Life scientists lead AI charge, but one quarter face data obstacles
Adoption of artificial intelligence (AI), machine learning (ML) and natural language processing (NLP) is well advanced in the life sciences sector, with 44% already using or experimenting with these technologies. But issues with access to data and data quality are the biggest barriers to wider adoption of AI, according to 24% and 26% respectively, with 26% and 19% citing the same problems around ML and NLP.
A survey by The Pistoia Alliance, a global, not for profit alliance that works to lower barriers to innovation in life sciences research and development, among 374 life sciences professionals, revealed that the use of AI to augment human intelligence in this sector is well advance, but facing problems familiar to the commercial sector. Life sciences and pharmaceutical research and development are data-rich, especially with the rise of health trackers and connected sensors, which makes techniques like ML and NLP essential. But if access is limited or data quality poor, positive outcomes will be constrained.
“AI has the potential to revolutionise life sciences and healthcare - all the way from early pre-clinical drug discovery to selecting precision treatments for individual patients,” said Dr Steve Arlington, president of The Pistoia Alliance.
“Our survey data shows that, while life science professionals are already exploring how AI, ML and NLP can be used, there are clear gaps in the knowledge, data, and skills which will enable more pharma and bio-tech companies to achieve tangible results from AI. Impediments to success, such as a lack of industry-wide standards for data format, will need to be addressed, if the potential of AI and ML is to be realised.
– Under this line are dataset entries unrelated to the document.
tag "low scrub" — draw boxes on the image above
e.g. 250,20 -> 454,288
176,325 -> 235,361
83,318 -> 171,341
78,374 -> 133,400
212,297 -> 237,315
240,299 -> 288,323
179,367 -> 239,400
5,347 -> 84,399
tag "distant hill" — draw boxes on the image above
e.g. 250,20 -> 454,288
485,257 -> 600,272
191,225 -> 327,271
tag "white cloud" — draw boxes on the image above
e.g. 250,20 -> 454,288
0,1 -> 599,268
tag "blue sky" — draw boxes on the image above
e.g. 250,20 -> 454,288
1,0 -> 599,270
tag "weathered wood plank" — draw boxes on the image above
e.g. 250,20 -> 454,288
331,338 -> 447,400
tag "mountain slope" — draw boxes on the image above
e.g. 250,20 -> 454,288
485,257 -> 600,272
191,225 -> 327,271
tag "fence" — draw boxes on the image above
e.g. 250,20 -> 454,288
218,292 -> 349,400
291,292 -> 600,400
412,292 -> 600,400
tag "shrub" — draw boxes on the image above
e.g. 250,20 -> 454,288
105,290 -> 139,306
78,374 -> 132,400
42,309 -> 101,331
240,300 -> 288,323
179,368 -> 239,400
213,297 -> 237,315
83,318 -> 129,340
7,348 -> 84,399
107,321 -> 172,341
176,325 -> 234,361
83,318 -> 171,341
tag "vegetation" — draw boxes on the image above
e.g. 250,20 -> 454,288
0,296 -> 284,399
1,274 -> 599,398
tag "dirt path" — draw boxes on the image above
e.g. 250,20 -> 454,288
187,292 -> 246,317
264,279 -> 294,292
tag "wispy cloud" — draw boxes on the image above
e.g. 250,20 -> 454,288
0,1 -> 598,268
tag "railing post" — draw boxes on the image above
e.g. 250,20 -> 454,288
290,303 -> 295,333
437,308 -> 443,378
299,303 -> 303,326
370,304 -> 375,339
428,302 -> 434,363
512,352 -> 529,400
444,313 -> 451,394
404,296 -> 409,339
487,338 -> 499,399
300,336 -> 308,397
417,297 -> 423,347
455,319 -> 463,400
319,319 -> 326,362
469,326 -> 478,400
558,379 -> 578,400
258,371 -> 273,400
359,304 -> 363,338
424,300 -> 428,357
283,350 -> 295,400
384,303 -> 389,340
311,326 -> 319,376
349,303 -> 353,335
We urge those in the pharmaceutical, biotechnology and technology industries to explore ways in which they can collaborate now, to find answers to common problems of the future,” he said.
One recent initiative that may help was the release by Elsevier of its Unified Data Model as open source for members of the Pistoia Alliance. But while nearly half of researchers are ahead of the curve with these technologies, 30% of respondents in the survey admitted they are not using ML, 27% are making no use of NLP and 11% are not involved with AI. A further 8% admitted that they know next to nothing about AI and deep learning.